Una estampa atemporal a la salida de los colegios es la de los chicos de once años en adelante relacionándose a través de empujones. Nunca lo he entendido demasiado bien. Se trata de grupos de tres o más muchachos (nunca lo he visto en grupos de dos, y mucho menos he podido divisar a kamikaze alguno) que ¿juegan? A empujarse unos a otros valiéndose del peso añadido de las mochilas. No pocas veces el receptor del empujón es un chico (o chica) que no tiene nada que ver con la historia, pero siempre es alguien de su grupo social.

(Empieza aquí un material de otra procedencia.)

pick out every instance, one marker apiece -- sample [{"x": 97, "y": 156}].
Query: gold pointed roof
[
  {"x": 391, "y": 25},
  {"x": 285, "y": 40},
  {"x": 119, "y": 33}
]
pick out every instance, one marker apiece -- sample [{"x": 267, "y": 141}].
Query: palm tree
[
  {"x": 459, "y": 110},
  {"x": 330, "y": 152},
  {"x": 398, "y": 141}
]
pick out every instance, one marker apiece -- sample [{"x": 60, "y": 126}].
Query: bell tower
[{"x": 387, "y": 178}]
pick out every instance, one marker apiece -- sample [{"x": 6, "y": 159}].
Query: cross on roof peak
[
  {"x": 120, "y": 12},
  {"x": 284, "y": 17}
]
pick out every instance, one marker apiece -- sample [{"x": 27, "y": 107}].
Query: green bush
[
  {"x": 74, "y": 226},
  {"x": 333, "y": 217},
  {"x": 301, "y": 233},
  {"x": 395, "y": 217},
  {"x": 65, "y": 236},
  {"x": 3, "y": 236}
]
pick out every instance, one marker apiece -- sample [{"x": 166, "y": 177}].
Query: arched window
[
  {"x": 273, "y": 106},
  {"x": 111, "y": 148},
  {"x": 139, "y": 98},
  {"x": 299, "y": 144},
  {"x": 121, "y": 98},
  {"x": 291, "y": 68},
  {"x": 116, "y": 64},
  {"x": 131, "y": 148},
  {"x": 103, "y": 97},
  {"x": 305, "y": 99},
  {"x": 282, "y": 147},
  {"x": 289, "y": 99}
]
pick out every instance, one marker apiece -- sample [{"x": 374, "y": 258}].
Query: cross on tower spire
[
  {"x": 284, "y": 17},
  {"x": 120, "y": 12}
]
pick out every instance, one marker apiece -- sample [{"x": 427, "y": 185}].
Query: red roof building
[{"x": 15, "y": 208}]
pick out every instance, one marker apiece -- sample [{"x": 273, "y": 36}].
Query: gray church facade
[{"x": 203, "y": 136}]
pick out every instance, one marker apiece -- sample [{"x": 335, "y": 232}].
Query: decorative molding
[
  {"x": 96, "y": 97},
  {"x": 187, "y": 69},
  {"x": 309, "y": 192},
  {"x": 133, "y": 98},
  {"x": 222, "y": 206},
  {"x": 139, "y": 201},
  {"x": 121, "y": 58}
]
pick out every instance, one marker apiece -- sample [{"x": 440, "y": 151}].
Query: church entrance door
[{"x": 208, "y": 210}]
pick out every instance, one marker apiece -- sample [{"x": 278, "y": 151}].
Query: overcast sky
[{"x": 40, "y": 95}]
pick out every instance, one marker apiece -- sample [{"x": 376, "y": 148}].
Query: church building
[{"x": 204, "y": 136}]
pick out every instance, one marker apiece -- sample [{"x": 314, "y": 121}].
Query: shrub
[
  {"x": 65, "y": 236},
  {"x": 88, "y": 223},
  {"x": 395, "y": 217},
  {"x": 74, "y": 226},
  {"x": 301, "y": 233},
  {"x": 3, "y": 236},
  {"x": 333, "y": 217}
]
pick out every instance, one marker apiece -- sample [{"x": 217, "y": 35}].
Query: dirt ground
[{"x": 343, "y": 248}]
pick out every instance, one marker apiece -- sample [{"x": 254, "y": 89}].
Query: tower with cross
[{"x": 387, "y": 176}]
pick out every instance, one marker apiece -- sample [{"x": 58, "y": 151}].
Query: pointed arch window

Es decir, no empujarán (deliberadamente) a un hombre que vaya por la calle, o a una señora que pasee al perro.
La violencia funciona, en individuos primitivos, como una forma de sometimiento. Se relaciona con la celebración y el júbilo. Este verano se jugaba la Eurocopa y, entrando al cine, coincidí con la salida de una proyección de un partido en pantalla gigante. Uno de los espectadores tuvo a bien golpear una placa metálica por encima de las escaleras de acceso. Acto seguido, todos los varones (ninguna mujer) golpearon con fuerza esa misma placa, hoy abollada, a la salida del recinto. ¿Por qué? Porque la alegría que provoca que gane España no entiende de leyes.

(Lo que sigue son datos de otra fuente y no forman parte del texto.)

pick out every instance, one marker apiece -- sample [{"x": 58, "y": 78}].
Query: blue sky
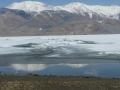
[{"x": 4, "y": 3}]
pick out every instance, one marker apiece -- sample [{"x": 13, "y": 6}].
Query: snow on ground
[{"x": 67, "y": 44}]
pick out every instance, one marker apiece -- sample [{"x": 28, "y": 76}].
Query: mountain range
[{"x": 35, "y": 18}]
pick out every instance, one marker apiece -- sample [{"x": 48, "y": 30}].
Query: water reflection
[{"x": 99, "y": 70}]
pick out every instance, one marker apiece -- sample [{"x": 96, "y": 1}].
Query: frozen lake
[
  {"x": 69, "y": 49},
  {"x": 91, "y": 55}
]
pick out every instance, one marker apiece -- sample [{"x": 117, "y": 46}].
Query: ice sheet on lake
[{"x": 57, "y": 46}]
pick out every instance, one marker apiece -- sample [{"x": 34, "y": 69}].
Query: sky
[{"x": 4, "y": 3}]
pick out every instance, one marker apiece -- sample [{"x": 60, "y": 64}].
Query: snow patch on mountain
[
  {"x": 30, "y": 6},
  {"x": 75, "y": 7}
]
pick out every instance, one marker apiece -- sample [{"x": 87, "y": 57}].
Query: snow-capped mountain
[
  {"x": 36, "y": 18},
  {"x": 30, "y": 6},
  {"x": 75, "y": 7}
]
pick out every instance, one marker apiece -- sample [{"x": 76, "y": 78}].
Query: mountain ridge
[{"x": 112, "y": 12}]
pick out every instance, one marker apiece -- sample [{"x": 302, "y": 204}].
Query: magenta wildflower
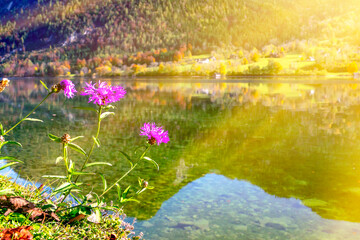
[
  {"x": 68, "y": 87},
  {"x": 155, "y": 134},
  {"x": 104, "y": 93}
]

En otro de estos partidos estivales –aprovechando que mi balcón da a un cruce– hablé con un amigo sobre cuánto tardarían en producirse los primeros altercados. Nueve minutos, ni uno más, tardó el primer grupo de chicos en golpear los contenedores. Cada pandilla que pasaba golpeaba los cubos, producto de un éxtasis que tal vez no incluyese siquiera consumo de estupefacientes. Una de las cédulas hinchas de nuestra alineación se subió a un coche, sobre el que botaron alegremente un buen rato. De cuándo en cuándo se escuchaba una sirena de policía. Esto duró hasta el amanecer.

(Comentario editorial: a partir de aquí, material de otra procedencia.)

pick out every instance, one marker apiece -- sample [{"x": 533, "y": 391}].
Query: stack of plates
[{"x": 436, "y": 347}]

No puedo dejar de vincular la violencia al grupo, y muy en concreto a los grupos masculinos intelectualmente primitivos. Es raro que un individuo solo se dedique a gritar o a saltar sobre un coche. Se le tacharía de loco. Si lo hace en grupo, ya es otra cosa.
La violencia en el fútbol anula toda convención social, borra de un plumazo el pacto elemental de convivencia que tácitamente firmamos al integrarnos en el mundo. La tolerancia a la misma es altísima. No vemos esto prácticamente en ningún otro deporte. Incluso en el fútbol infantil son frecuentes los insultos y la violencia. Pocas veces he pasado tanto bochorno como en el primer partido amistoso infantil al que asistí. Incluso desde las fuerzas del orden se tolera este comportamiento salvo si llega a casos muy muy extremos.
No creo que los implicados se paren a pensar en el porqué de sus acciones. Lo vivirán como algo normal, inherente a su ocio. Jamás se pararán a pensar en a quién molestan con sus acciones. El típico grupo de hinchas que entra en el vagón de metro y que golpea paredes, barrotes, haciendo zozobrar el tren, y qué, cuidado con decirles algo. No me refiero siquiera a grupos ultras escorados hacia el ideario nacionalsocialista. Me refiero a simpatizantes normales y corrientes, que luego tendrán un trabajo en el que no dirán una palabra más alta que otra. Ya lo decía el tatuaje de uno de aquellos cabestros sevillanos: “El poder del lobo reside en la manada”. Todo eso escrito en cursiva, con el tirabuzón de cursilería que le aporta ese “reside”. Pertenecer a la masa te deshumaniza, te libera del peso de la responsabilidad, y facilita que se pueda actuar en situaciones que, en soledad, serían punibles. Cuando se habla de erradicar la violencia en el fútbol me pregunto si existe un fútbol sin violencia. Pienso en todas esas veces en las que un señor corpulento va a pararle los pies a un grupo de chavales de los que no conocen ni el miedo ni el respeto, y que le hacen caso únicamente por el vago pero primario temor a ser agredidos físicamente.
La violencia es una espita por la que se libera la tensión social acumulada. Hay quien hace de ellos una forma de vida, o que aprovecha las licencias sociales que se le concede al comportamiento asocial (fútbol, adolescencia, fiestas populares), y hay quien no utiliza la violencia porque mantiene el principio de solidaridad por el que no hace a otros lo que no quiera padecer. Me pregunto qué rencores no guardarán esos chicos solitarios que siempre se llevan el golpe a la salida del colegio, y también si habrá un tiempo en el que todos podamos expresar nuestra furia, nuestro júbilo y nuestro descontento con la misma libertad que ellos, los que tienen patente de corso con la violencia.